Although there are currently no openings for stable work in your town right now, that doesn't mean that there won't be in the future so it would be a good idea to have a prepared resume that will target the job. The salary is usually not too high for these jobs, so you also may want to build skills for a second interest you may have, too. A lot of times, people who own the stables have family or someone who they've known for a while do the work around a ranch, stable or farm and sometimes they hire people.

The more you know about equestrian services, equipment, tack and management and ranches, the more your chances would increase in obtaining a job on a ranch or stable. It doesn't require a college degree, rather on the job training for the particulars that the owner wants. Some tasks you would be expected to do would be cleaning the stalls. That includes mucking out the stalls (cleaning waste) and cleaning horse equipment, barn and facility maintenance, too. You'd also be expected to medicate, treat and groom horses. You will need to water the horses and animals which means both providing them water to drink as well as watering them down at times to groom them. Another thing involved is mowing the grounds. The hours are long and you will have to be able to tolerate extreme weather sometimes. Anything that you can put on your resume that indicates your experience and ability to do these tasks will be helpful.

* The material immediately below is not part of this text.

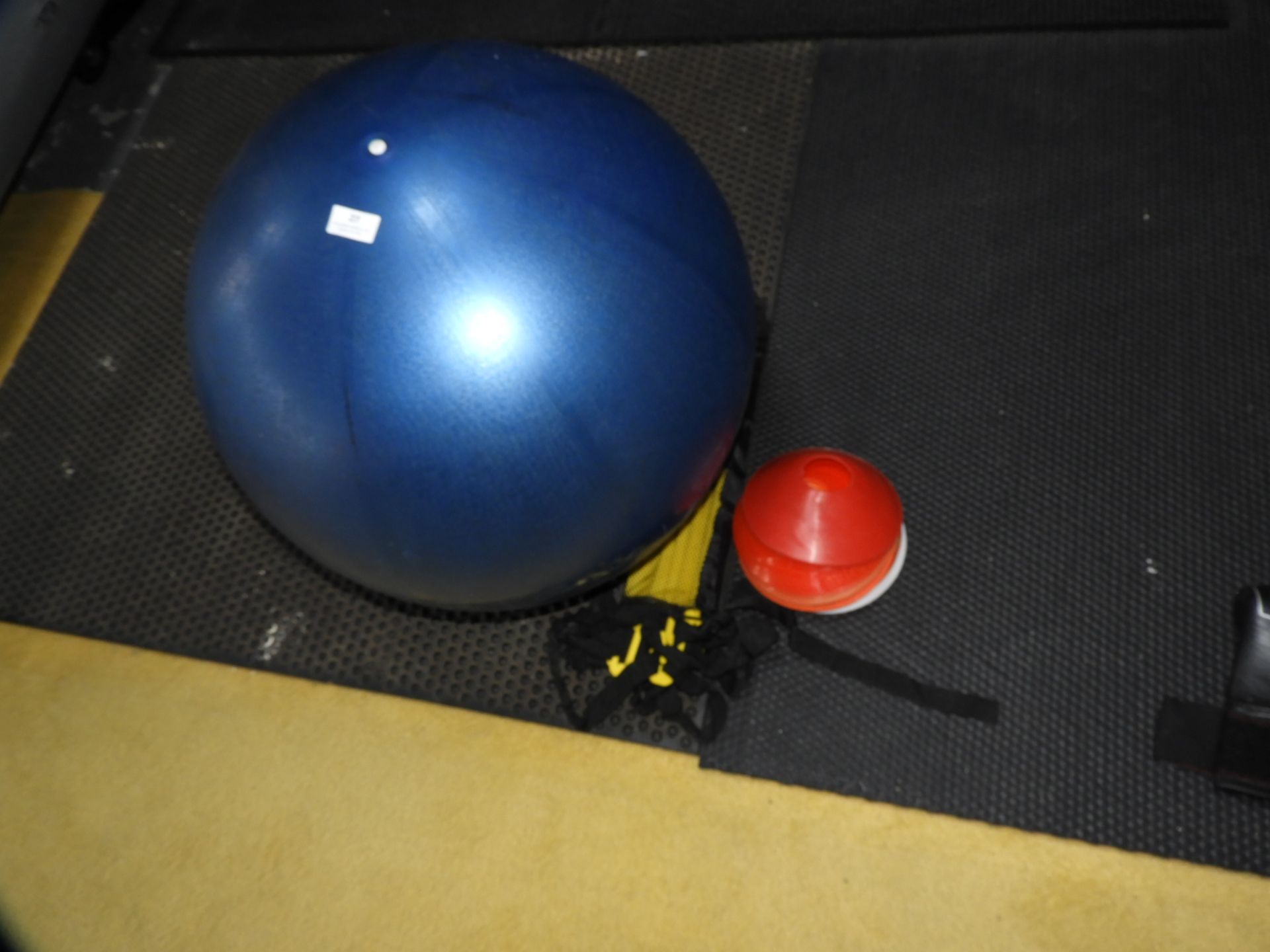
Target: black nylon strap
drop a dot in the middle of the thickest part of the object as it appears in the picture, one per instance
(892, 682)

I would advise volunteering at one of your local sites for experience. Get the feel of the work and grounds and since you do not want to attend college or vocational school, I would advise reading about the work and how to work with horses and any other animals that may be on the site. Horses need very special care and an expert touch. I have left a list of stables and ranches below that are in your local area. I advise that you get the experience first locally so that you can see if it is something that you are going to stay with long term. If you are going to relocate for this work specifically as you've indicated in your inquiry, do a search for the sites to apply to and set up an interview for when you arrive there. Remember that the hours are long and the pay is low. Volunteering first would be a good idea because when you go on an interview and they ask if you have experience, you can say yes.

I hope that this is of some help to you in your plans and I wish you all the best !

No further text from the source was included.